Mais, à Fribourg, la plus grande partie de la ville passera à 30 km/h. N’est-ce pas excessif?
La ville nous a soumis des propositions avec trois catégories de routes. La première concerne des secteurs autour desquels, malgré le revêtement phonoabsorbant, de nombreuses personnes sont encore importunées. Dans ce cas précis, nous n’avons tout simplement pas le choix, car le premier habitant qui s’adresse à un tribunal obtient gain de cause. La deuxième catégorie est constituée des routes adjacentes aux premières. Ça n’a pas de sens de mettre des routes à 30 km/h et de laisser les routes adjacentes à 50 km/h. Ceux qui veulent continuer à 50 km/h vont les emprunter et on va créer de nouveaux problèmes avec de nouveaux dépassements des limites de bruit dans d’autres zones résidentielles. Enfin, la troisième catégorie est constituée de portions de routes situées entre deux tronçons à 30 km/h, qu’on pourrait laisser à 50 km/h sur 200 ou 300 mètres. Ça ne fait pas beaucoup de sens. En prenant ces trois catégories, ça fait donc beaucoup de routes. La ville de Fribourg a développé une vision systémique et cohérente. Je peux comprendre les avis différents, par exemple sur la troisième catégorie. Nous allons donc attendre les retours liés aux propositions de la ville: dans certains endroits, personne ne contestera les 30 km/h, et pour d’autres, il y aura des avis divergents, et il faudra trancher.

Certains soupçonnent la ville et vos services d’utiliser la question du bruit pour chasser les véhicules du centre. Que répondez-vous?

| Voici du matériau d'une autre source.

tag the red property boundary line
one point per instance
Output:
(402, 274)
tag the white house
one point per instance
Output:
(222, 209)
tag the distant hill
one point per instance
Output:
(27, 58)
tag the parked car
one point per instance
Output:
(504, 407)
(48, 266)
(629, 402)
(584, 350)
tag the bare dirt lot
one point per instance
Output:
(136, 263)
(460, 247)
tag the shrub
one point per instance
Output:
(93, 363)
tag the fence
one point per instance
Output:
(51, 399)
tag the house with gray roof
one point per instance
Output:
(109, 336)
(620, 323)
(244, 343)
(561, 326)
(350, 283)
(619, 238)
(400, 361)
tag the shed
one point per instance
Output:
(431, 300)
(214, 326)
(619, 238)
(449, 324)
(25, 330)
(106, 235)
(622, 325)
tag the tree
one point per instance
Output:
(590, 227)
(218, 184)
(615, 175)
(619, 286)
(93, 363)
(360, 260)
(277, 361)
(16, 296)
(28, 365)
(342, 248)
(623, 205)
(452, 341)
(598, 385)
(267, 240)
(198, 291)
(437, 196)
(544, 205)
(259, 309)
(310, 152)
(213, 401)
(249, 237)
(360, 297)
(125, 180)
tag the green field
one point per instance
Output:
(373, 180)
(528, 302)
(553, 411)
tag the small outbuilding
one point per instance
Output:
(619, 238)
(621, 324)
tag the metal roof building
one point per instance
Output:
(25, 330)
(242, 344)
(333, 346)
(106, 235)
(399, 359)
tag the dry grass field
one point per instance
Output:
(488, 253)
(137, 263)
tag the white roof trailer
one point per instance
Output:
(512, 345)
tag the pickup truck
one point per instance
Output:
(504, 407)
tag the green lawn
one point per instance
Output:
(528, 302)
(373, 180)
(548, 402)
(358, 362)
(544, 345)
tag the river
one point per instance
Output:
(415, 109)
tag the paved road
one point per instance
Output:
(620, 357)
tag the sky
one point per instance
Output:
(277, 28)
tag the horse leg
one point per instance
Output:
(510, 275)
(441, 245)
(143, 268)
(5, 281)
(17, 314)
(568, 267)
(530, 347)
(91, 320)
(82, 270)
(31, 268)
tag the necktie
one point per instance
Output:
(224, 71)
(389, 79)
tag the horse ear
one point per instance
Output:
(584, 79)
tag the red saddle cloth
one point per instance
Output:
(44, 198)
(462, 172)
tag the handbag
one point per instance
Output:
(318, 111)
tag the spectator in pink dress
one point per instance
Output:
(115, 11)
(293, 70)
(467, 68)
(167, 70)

Cette mise à 30 km/h pour des raisons liées au bruit est obligatoire pour des raisons légales, je le répète. Mais à la DAEC, nous sommes bien sûr convaincus qu’il faut augmenter la part des transports publics et de la mobilité douce. Nous sommes aussi persuadés que cette augmentation doit passer prioritairement par une augmentation de l’attrait de ces moyens. Pour les transports publics, ça passe par la rapidité, l’efficacité et la fiabilité. Pour la mobilité douce, par la sécurité. Donc, pour répondre frontalement à votre question, non, je ne pense pas que nous devions faire exprès d’embêter les automobilistes pour qu’ils changent d’attitude. Nous ne devons pas construire un changement de mentalité ou de culture sur les incitatifs négatifs. Nous avons encore suffisamment de potentiel sur les incitatifs positifs pour ne pas devoir faire exprès d’embêter les gens.